Buchi di tarlo? Come eliminare i tarli dalle travi
19/06/2020 By Francesco Brici Non attivi

Buchi di tarlo? Come eliminare i tarli dalle travi

Se stai cercando un modo per sbarazzarti dei tarli del legno dalle travi presenti nella tua abitazione, sei nel posto giusto. Continua a leggere e troverai la soluzione al tuo problema.

Il legno è uno dei materiali più utilizzati per la costruzione delle case, le travi a vista sono molto apprezzate ma è necessario prendersene cura per evitare che vi siano problemi con i tarli, insetti voraci di legno. Il buco di tarlo è molto dannoso in quanto indebolisce la struttura e la rende fragile con la possibilità che si rompa se non si interviene in tempo con danni irreversibili alla casa. Ma come eliminare i tarli dalle travi? Sul sito glispecialistidelladisinfestazione.com troviamo tutte le risposte a queste importanti domande.

Buchi di tarlo? Come eliminare i tarli dalle travi

Distruggere i tarli del legno evitando che svuotino letteralmente le travi della struttura della casa è possibile. Il sistema più efficace è un innovativo sistema capace di emettere microonde che riescono ad aumentare la temperatura del legno fino a 75°, talmente alta da far morire i tarli.

Il legno è un materiale che risulta trasparente per le microonde e può tollerare fino a 200° di temperatura, per questo motivo si può utilizzare la tecnica del Microwood senza alcun pericolo. Si tratta di un sistema totalmente ecologico che rispetta l’ambiente, non inquina, non sporta e non dà alcun fastidio alle persone che frequentano l’abitazione.

Attualmente questo è il miglior modo di liberarsi di questi insetti famelici e distruttivi. La tecnologia viene in aiuto anche nel settore delle disinfestazioni più complesse come quella dei tarli, animaletti microscopici che si infilano nelle travi e iniziano a svuotarle dall’interno.

Il Microwood si può mettere in atto a domicilio e non influenza in alcun modo l’uomo o gli animali domestici che non si accorgeranno di niente.

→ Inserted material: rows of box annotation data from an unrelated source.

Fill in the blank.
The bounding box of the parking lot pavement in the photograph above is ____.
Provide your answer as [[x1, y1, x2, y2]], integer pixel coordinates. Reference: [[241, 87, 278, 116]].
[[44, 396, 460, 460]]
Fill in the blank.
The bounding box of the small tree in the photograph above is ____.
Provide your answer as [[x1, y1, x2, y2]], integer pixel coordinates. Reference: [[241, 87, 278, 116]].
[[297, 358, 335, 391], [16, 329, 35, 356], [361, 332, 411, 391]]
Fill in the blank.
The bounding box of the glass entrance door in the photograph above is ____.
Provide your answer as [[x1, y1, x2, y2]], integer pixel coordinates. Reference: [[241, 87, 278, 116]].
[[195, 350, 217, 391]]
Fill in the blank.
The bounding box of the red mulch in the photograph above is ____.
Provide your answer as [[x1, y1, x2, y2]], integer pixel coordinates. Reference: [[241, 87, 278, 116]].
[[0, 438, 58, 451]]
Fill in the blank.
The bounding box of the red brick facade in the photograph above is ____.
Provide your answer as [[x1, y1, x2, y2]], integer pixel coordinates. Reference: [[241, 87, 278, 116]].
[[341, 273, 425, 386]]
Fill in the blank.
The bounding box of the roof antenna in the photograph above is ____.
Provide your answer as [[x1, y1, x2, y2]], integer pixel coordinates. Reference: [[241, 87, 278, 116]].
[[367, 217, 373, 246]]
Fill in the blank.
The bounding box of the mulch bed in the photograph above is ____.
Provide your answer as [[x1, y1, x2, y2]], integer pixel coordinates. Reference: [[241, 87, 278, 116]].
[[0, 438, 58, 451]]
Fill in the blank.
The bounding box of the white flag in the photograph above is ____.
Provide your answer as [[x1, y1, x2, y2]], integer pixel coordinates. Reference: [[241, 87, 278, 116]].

L’efficacia del sistema a microonde ha subito numerosi test prima di essere posto in commercio, Università, Istituiti di ricerca e dall’applicazione del metodo sul campo questo fa comprendere come non vi sia alcun motivo di preoccuparsi.

Quante tipologie di tarli esistono?

Il Microwood è quello più utilizzato sul territorio italiano, il macchinario può presentarsi in diversi modi ma quelli che trovano un maggiore uso nelle abitazioni sono soprattutto tre: anobidi, lictidi e cerambicidi. Le prime due specie di tarli sono piccole circa 2-3 mm perciò anche i buchi sono piccoli.

I Cerambicidi, sono i tarli caratterizzati da una forma più grande, possono crescere fino a 20 cm e scavano in profondità lasciando grandi gallerie. Questi grossi tarli fanno anche rumore mentre sgranocchiano il legno e questo loro gracchiare è uno dei segni che consentono di individuarli e agire in modo rapido prima che il danno sia eccessivo.

Cosa non si deve fare per eliminare i tarli

Non ci sono solo azioni positive quando ci si trova ad affrontare un’invasione di tarli, vi sono infatti alcune cose che risultano inutili o addirittura controproducenti per la risoluzione oltre a spendere soldi inutilmente. Bisogna evitare quindi di spennellare prodotti liquidi antitarlo in quanto è più corretto iniettare il prodotti all’interno dei fori in modo che l’insetticida possono raggiungerli.

Un altro sistema è quello di inserire una bomboletta fumigante nel locale che si deve sanificare, iniettare dell’acqua nel legno in modo da farli fuggire a gambe levate. Non si deve infestare il legno con il petrolio che oltre a non servire allo scopo, aumenta il rischio di incendi e lascia un odore insopportabile che persiste a lungo. Molto meglio avvalersi dell’aiuto di professionisti, in questo caso saranno loro a valutare la situazione con un sopralluogo preventivo in modo da stabilire le reali necessità.